Fiat Chrysler, meanwhile, already moves more of its southbound loads by rail or intermodal than it does by truck (see table below). According to Figueroa, the company shifts about 11,000 truckloads each year from the US and Canada to Mexico, compared to 30,000 intermodal loads and 10,000 loads by rail. Truck has a larger share for northbound freight from Mexico, with 14,000 truckloads, 7,000 intermodal and 6,000 pure rail loads. Figueroa adds that the carmaker has several consolidation centres in the US to help manage these flows across the border. “Through the years the central logistics organisation has worked hard to make the shift to intermodal and rail wherever possible,” she says.
Fiat Chrysler moves all of its intermodal freight through Nuevo Laredo, which is an interchange between Union Pacific and KSCM; rail freight moves through the border at Eagle Pass-Piedras Negras (UP and Ferromex) to Saltillo plants and through Nuevo Laredo to Toluca.
Around 90% of Chrysler’s truck freight crosses through Nuevo Laredo, with 9% through Piedras Negras and the rest through El Paso-Juarez. Saenzpardo says that Nissan moves all of its truckloads through Laredo, where it has also seen some congestion.
Automotive container volume has historically been heavier southbound to Mexico for XPO Logistics, “but with the increase in parts production in Mexico, [flows] have become much more balanced,” says Luna. “The near-shoring trend to Mexico is contributing to a favourable environment for our services.”
XPO’s intermodal and cross-border services closely mirror the routes prevalent for GM and Chrysler. Intermodal flows move predominantly through Laredo and El Paso, although Luna says Eagle Pass is a growing interchange point. “The trade lane is typically from San Luis Potosi and Monterrey/Saltillo to Chicago and Detroit, and then back,” she says.
"We have also recently started implementing a tracking system for our returnable containers and racks across the border. It is our LLPs who are doing that"
- Elliot Swiss, General Motors
Not everyone is satisfied that rail and intermodal services always work best, however, particularly for just-in-time logistics.
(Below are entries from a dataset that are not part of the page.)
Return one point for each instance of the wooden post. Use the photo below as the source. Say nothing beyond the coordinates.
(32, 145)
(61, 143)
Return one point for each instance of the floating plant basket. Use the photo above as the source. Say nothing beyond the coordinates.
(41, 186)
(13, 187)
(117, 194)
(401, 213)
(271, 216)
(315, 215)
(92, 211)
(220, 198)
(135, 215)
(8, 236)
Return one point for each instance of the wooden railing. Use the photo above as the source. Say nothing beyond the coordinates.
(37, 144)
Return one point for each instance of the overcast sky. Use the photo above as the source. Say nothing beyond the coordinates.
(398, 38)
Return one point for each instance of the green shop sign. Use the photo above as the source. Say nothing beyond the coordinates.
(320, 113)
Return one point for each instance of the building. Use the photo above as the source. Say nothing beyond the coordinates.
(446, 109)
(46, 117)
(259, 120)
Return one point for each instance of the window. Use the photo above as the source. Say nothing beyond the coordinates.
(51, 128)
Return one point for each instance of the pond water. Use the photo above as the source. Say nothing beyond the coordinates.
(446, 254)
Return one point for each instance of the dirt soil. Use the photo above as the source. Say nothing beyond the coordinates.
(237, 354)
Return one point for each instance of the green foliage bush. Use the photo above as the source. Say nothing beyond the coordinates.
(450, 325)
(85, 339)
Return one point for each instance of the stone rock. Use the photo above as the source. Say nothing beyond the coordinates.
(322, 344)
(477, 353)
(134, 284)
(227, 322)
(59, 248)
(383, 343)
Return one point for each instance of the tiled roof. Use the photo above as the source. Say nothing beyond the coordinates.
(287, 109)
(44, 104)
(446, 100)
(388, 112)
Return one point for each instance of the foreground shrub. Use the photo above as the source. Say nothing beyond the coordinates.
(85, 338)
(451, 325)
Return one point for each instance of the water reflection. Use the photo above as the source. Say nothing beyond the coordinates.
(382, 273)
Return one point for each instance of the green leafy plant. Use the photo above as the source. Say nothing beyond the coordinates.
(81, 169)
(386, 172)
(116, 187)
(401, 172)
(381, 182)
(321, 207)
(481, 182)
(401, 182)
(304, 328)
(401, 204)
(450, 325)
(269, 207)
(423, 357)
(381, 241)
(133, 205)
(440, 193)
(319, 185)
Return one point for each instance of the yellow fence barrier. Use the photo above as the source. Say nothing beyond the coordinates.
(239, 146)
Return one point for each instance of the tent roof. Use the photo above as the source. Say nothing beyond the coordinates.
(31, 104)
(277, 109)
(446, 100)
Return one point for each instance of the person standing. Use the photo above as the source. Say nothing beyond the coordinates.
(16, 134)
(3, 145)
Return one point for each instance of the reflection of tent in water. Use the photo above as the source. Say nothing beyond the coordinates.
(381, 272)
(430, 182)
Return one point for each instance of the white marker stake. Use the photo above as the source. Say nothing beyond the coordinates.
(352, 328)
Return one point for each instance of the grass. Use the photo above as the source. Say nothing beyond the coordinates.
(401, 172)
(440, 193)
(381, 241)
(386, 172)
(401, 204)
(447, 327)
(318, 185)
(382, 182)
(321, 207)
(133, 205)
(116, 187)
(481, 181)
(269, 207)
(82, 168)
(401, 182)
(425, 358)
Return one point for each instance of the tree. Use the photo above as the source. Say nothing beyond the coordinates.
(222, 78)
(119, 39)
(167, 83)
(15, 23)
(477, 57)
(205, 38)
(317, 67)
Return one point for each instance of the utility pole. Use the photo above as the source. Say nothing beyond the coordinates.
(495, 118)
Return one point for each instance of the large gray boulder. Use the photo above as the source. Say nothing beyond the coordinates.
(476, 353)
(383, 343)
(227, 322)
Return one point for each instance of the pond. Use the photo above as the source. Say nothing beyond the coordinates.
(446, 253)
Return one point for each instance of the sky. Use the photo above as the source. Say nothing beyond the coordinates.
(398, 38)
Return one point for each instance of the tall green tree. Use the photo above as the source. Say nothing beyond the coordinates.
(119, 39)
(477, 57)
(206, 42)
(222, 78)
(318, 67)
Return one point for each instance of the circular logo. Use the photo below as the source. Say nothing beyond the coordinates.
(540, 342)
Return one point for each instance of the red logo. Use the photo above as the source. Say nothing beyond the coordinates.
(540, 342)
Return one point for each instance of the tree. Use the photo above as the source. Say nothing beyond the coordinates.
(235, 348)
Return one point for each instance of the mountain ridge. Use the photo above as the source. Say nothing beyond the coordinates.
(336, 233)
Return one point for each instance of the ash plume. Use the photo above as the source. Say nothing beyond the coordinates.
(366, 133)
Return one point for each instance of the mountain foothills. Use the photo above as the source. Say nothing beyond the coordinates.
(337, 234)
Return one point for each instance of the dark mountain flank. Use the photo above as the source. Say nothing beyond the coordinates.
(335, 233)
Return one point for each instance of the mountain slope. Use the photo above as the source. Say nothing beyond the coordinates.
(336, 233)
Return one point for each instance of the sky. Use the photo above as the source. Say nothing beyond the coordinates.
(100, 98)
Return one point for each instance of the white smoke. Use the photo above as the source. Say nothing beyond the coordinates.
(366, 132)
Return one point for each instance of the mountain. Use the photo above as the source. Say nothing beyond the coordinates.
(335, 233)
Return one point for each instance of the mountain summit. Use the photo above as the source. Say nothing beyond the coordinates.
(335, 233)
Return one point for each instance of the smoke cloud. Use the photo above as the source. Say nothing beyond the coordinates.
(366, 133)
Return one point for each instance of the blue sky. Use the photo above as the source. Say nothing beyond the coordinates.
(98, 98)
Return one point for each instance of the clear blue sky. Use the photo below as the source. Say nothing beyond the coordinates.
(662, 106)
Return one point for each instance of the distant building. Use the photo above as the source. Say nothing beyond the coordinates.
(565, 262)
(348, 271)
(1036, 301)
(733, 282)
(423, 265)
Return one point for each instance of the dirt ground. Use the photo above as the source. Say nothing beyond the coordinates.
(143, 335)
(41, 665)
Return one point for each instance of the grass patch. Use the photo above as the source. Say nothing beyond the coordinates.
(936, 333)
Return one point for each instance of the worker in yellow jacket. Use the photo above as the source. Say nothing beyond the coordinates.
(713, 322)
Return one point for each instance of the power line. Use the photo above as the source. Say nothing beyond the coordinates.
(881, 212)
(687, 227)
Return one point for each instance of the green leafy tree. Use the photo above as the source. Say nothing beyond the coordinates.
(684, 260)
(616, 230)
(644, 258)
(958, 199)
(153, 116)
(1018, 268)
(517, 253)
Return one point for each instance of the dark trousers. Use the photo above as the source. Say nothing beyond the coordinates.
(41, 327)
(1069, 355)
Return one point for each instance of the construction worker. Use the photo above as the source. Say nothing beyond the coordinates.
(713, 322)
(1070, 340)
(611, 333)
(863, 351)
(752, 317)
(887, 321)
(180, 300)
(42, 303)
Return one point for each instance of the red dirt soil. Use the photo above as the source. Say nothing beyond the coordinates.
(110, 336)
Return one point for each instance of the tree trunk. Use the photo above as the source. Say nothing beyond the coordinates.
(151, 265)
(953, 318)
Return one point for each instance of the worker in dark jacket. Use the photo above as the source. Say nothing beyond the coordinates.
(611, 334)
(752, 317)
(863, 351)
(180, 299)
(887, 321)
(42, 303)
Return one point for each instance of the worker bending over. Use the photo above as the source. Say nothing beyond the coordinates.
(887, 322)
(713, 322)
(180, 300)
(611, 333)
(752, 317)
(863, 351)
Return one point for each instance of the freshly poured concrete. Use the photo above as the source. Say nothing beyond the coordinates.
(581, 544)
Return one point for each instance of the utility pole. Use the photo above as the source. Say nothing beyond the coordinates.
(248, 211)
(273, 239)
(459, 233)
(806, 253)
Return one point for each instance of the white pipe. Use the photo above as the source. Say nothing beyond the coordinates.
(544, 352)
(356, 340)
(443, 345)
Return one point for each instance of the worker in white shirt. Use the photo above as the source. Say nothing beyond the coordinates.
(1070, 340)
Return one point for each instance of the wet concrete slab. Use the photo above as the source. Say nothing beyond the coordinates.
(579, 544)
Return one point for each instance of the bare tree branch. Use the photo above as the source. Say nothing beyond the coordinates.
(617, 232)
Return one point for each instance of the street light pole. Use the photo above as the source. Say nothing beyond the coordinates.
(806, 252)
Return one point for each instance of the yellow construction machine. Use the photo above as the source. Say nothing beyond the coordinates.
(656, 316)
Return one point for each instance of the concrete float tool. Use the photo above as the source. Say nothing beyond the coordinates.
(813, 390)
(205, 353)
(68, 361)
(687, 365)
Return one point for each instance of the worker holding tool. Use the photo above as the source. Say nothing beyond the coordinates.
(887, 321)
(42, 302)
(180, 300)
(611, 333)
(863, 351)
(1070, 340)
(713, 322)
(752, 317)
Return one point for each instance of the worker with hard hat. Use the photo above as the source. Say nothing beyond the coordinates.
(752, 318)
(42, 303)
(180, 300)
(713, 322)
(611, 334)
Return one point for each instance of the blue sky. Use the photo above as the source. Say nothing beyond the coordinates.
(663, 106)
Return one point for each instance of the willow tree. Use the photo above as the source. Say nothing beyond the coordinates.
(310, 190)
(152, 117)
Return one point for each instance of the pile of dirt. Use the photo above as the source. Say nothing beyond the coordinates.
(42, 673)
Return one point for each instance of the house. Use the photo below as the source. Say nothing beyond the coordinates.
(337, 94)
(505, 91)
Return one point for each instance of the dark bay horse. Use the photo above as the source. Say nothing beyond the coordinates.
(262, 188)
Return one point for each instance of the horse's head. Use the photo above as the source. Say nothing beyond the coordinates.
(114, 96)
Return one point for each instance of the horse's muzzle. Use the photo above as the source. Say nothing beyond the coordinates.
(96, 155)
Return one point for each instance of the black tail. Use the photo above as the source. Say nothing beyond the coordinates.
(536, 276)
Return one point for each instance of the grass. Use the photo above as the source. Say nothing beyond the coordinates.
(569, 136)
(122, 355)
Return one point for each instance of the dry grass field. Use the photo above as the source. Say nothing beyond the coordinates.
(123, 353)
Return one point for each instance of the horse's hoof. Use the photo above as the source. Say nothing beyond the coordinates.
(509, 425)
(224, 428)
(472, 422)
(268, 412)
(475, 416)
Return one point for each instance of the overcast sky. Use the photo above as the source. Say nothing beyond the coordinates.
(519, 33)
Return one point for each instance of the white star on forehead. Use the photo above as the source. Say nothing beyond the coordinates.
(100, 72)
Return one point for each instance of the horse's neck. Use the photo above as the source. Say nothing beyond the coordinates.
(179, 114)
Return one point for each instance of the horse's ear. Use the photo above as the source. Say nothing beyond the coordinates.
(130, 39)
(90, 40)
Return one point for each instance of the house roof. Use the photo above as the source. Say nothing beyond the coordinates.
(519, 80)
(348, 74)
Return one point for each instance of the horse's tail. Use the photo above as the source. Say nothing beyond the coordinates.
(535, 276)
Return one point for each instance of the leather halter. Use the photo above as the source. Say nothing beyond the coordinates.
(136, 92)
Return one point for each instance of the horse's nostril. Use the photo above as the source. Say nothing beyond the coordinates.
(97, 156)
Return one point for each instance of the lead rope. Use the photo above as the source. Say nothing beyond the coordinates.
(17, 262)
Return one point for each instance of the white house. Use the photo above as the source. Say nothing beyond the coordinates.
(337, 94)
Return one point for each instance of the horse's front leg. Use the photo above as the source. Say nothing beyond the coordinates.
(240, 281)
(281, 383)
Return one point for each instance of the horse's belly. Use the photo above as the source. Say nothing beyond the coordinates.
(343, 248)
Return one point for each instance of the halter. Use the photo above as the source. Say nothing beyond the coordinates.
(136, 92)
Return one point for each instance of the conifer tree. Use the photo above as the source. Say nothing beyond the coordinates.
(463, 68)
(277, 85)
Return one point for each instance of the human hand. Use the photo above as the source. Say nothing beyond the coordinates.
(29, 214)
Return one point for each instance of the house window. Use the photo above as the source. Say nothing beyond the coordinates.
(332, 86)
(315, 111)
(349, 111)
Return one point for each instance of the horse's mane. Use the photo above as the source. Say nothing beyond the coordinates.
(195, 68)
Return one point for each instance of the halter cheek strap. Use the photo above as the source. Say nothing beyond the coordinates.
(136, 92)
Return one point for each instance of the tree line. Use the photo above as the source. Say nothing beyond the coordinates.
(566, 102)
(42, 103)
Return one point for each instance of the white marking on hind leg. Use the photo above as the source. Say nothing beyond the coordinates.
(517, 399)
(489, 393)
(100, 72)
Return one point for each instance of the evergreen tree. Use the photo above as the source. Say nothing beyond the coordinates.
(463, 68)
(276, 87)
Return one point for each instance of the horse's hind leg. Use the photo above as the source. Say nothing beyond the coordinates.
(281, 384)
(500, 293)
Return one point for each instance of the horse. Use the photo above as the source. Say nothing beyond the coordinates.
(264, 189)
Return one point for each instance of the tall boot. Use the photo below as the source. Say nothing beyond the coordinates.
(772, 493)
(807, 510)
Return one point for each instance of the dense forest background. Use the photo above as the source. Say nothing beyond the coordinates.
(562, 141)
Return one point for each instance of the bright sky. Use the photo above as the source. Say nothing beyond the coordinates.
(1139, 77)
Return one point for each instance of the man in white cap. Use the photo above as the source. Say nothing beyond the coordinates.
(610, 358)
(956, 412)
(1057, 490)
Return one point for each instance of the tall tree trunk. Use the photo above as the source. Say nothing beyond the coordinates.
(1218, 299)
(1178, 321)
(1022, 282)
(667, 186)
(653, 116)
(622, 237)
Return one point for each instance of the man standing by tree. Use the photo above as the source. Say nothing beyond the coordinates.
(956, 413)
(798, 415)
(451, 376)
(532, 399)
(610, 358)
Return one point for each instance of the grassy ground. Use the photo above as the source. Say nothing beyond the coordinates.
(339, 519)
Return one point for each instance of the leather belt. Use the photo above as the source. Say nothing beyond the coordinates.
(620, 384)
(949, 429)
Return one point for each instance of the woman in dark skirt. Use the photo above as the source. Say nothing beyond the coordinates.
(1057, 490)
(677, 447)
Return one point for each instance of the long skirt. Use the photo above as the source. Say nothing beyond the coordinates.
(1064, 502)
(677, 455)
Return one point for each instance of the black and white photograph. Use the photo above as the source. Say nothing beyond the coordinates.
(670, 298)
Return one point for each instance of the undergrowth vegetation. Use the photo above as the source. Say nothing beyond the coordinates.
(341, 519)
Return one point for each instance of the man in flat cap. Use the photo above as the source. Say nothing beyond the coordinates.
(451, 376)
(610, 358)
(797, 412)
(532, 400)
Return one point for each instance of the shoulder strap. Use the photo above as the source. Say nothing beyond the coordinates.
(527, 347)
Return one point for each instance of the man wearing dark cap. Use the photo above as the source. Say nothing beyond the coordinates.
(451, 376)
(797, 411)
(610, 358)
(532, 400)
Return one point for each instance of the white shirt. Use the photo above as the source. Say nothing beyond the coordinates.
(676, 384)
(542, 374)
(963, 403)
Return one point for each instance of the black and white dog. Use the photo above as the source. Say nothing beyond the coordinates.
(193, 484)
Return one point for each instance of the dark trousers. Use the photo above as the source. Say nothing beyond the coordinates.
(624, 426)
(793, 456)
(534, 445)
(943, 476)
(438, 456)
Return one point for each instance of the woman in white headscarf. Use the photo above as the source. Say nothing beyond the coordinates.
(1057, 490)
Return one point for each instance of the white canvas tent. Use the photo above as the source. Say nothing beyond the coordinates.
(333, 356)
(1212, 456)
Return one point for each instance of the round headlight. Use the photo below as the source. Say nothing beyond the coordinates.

Last year, Volkswagen executives told this magazine that the delivery time for engine exports by rail from Silao to the US were double those of truck. They also saw limited rail options between the US and the upcoming Audi plant. The company has, however, recently started using an intermodal service from the US Midwest to Mexico.
Nissan is also more limited in its rail and intermodal use, with one service moving northbound from Toluca and one for import to Aguascalientes. “They are working well, but we have to analyse a number of factors before taking a decision,” Garcia says. “We prefer to operate JIT and keep low inventory. Currently trucks are the most flexible option for us.”
While OEMs will continue to weigh up the balance between trucking flexibility and rail efficiency, some of the new production in Mexico looks set to increase intermodal links to the US as well. Honda’s Celaya plant has been built with intermodal handling facilities; sources say the company will consolidate the knockdown kit parts it already moves by rail from the US for its plant in Guadalajara with those for the new plant, and send them to Mexico using intermodal. If other OEMs enter Mexico with existing supply chains to the US southeast, such as Mercedes, BMW, Hyundai and Kia, rail links to these region may well grow further.